Une tentative de viol, c’est apparemment toujours mieux quand on prend un café après

Le personnage principal insistera d’ailleurs à nouveau puisque lorsque la police le récupère sur la route, il dit à Stéphanie qu’il reviendra pour la violer. Là encore, c’est, semble-t-il, drôle et irrésistible.

« Je reviendrai pour vous violer ! »… et de rire, et de s’aimer

S’il ne convient pas de dicter à une victime le bon comportement à suivre après une agression, il me semble tout à fait déplacé d’imaginer qu’une personne qui a été traitée de la sorte puisse accepter d’être draguée aussi lourdement par un individu qui vient de la remettre dix minutes plus tôt dans une situation traumatique. Ce type de scène minimise encore une fois la gravité des agressions sexuelles, suggérant que, dix minutes plus tard, c’est oublié pour toujours.

Que Stéphanie prenne le parti de Perrin afin de retrouver son véritable agresseur, c’est une chose ; qu’elle succombe vaguement à ses avances alors qu’il avait pour projet initial de la violer, c’en est une autre.
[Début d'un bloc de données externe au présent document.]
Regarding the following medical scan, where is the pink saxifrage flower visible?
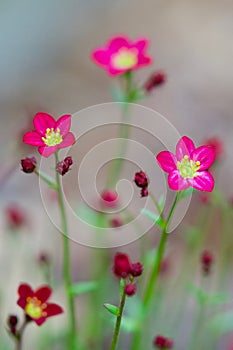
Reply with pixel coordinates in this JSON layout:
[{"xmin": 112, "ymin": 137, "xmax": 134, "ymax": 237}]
[
  {"xmin": 156, "ymin": 136, "xmax": 215, "ymax": 192},
  {"xmin": 23, "ymin": 113, "xmax": 76, "ymax": 157},
  {"xmin": 91, "ymin": 35, "xmax": 152, "ymax": 76},
  {"xmin": 17, "ymin": 283, "xmax": 63, "ymax": 326}
]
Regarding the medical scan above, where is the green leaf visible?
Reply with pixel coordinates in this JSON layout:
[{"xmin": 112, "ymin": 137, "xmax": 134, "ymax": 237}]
[
  {"xmin": 103, "ymin": 303, "xmax": 119, "ymax": 316},
  {"xmin": 141, "ymin": 208, "xmax": 164, "ymax": 229},
  {"xmin": 69, "ymin": 281, "xmax": 99, "ymax": 296}
]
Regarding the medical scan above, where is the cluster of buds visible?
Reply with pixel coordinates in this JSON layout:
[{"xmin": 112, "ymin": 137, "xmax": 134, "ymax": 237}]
[
  {"xmin": 144, "ymin": 71, "xmax": 166, "ymax": 94},
  {"xmin": 56, "ymin": 156, "xmax": 73, "ymax": 176},
  {"xmin": 21, "ymin": 157, "xmax": 37, "ymax": 174},
  {"xmin": 153, "ymin": 335, "xmax": 174, "ymax": 349},
  {"xmin": 134, "ymin": 171, "xmax": 149, "ymax": 197},
  {"xmin": 201, "ymin": 250, "xmax": 214, "ymax": 276},
  {"xmin": 113, "ymin": 253, "xmax": 143, "ymax": 297}
]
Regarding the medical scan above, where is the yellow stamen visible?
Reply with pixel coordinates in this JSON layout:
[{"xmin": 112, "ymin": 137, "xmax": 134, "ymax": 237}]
[
  {"xmin": 42, "ymin": 127, "xmax": 62, "ymax": 146},
  {"xmin": 112, "ymin": 47, "xmax": 138, "ymax": 70}
]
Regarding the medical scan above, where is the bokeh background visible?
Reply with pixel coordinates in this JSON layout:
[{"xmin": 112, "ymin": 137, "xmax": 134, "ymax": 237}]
[{"xmin": 0, "ymin": 1, "xmax": 233, "ymax": 349}]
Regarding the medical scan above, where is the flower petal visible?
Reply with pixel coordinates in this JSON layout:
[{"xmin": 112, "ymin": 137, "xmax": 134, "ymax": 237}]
[
  {"xmin": 18, "ymin": 283, "xmax": 34, "ymax": 298},
  {"xmin": 38, "ymin": 145, "xmax": 58, "ymax": 158},
  {"xmin": 58, "ymin": 132, "xmax": 76, "ymax": 149},
  {"xmin": 137, "ymin": 54, "xmax": 153, "ymax": 67},
  {"xmin": 44, "ymin": 303, "xmax": 63, "ymax": 317},
  {"xmin": 168, "ymin": 170, "xmax": 190, "ymax": 190},
  {"xmin": 91, "ymin": 49, "xmax": 110, "ymax": 67},
  {"xmin": 192, "ymin": 171, "xmax": 214, "ymax": 192},
  {"xmin": 156, "ymin": 151, "xmax": 177, "ymax": 173},
  {"xmin": 108, "ymin": 36, "xmax": 130, "ymax": 51},
  {"xmin": 23, "ymin": 131, "xmax": 44, "ymax": 146},
  {"xmin": 33, "ymin": 112, "xmax": 55, "ymax": 136},
  {"xmin": 133, "ymin": 38, "xmax": 149, "ymax": 52},
  {"xmin": 55, "ymin": 115, "xmax": 72, "ymax": 136},
  {"xmin": 176, "ymin": 136, "xmax": 195, "ymax": 160},
  {"xmin": 191, "ymin": 146, "xmax": 215, "ymax": 170},
  {"xmin": 33, "ymin": 317, "xmax": 46, "ymax": 326},
  {"xmin": 35, "ymin": 286, "xmax": 52, "ymax": 303}
]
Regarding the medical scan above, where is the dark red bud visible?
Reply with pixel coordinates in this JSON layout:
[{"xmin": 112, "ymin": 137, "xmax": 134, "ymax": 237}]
[{"xmin": 21, "ymin": 157, "xmax": 37, "ymax": 173}]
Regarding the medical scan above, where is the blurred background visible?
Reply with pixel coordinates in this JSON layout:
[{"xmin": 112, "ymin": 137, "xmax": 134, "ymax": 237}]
[{"xmin": 0, "ymin": 0, "xmax": 233, "ymax": 349}]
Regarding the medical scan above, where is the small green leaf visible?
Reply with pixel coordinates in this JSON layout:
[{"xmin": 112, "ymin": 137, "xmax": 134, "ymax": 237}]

En fait, comme le dit Perrin, le viol, « c’est pas son truc ». Il vient là signifier, quelque part, qu’il y a d’un côté les violeurs, les monstres en somme, minoritaires, et de l’autre ceux qui n’en arrivent pas là parce qu’ils sont des hommes bien. Pourtant, on se rappelle que François Perrin a bel et bien tenté de violer son amante quelques minutes plus tôt dans le film. Il est communément admis, à tort, que l’on ne peut caractériser un viol que lors d’une intrusion forcée d’un extérieur vers un intérieur, avec violence physique. C’est clairement ce que fait Perrin lorsqu’il entre chez Stéphanie : or, c’est à ce moment-là qu’il renonce. La réplique « Avec les filles qui veulent bien des fois j’ai du mal, alors en prison pour viol, moi ? » achève d’inscrire le héros dans une forme de masculinité fragilisée, inoffensive, qui n’est pour l’instant pas prise au sérieux parce qu’elle ne va pas au bout de la domination telle qu’on se la représente. En fait, Perrin est doublement exclu du groupe des « prédateurs sexuels ». A la fois le film représente la domination sexuelle comme l’accomplissement de la masculinité et donc ceux qui ne sont pas des mâles alpha comme des hommes incapables de violence, et en même temps il conforte des stéréotypes statistiquement invalides autour de ce qu’est un « vrai » viol : commis par un inconnu, la nuit ou avec effraction du domicile, avec menace ou violence physique (pour lui, il n’a donc aucunement violé Marie). François Perrin ne peut pas coucher avec qui il veut quand il veut et est parfois même rejeté, et lorsqu’il insiste, il va à l’échec ou s’inscrit dans le cadre conjugal. Il semble impensable qu’un homme comme lui puisse violer, alors il peut blaguer là-dessus : le viol et lui, ça fait deux, et c’est charmant.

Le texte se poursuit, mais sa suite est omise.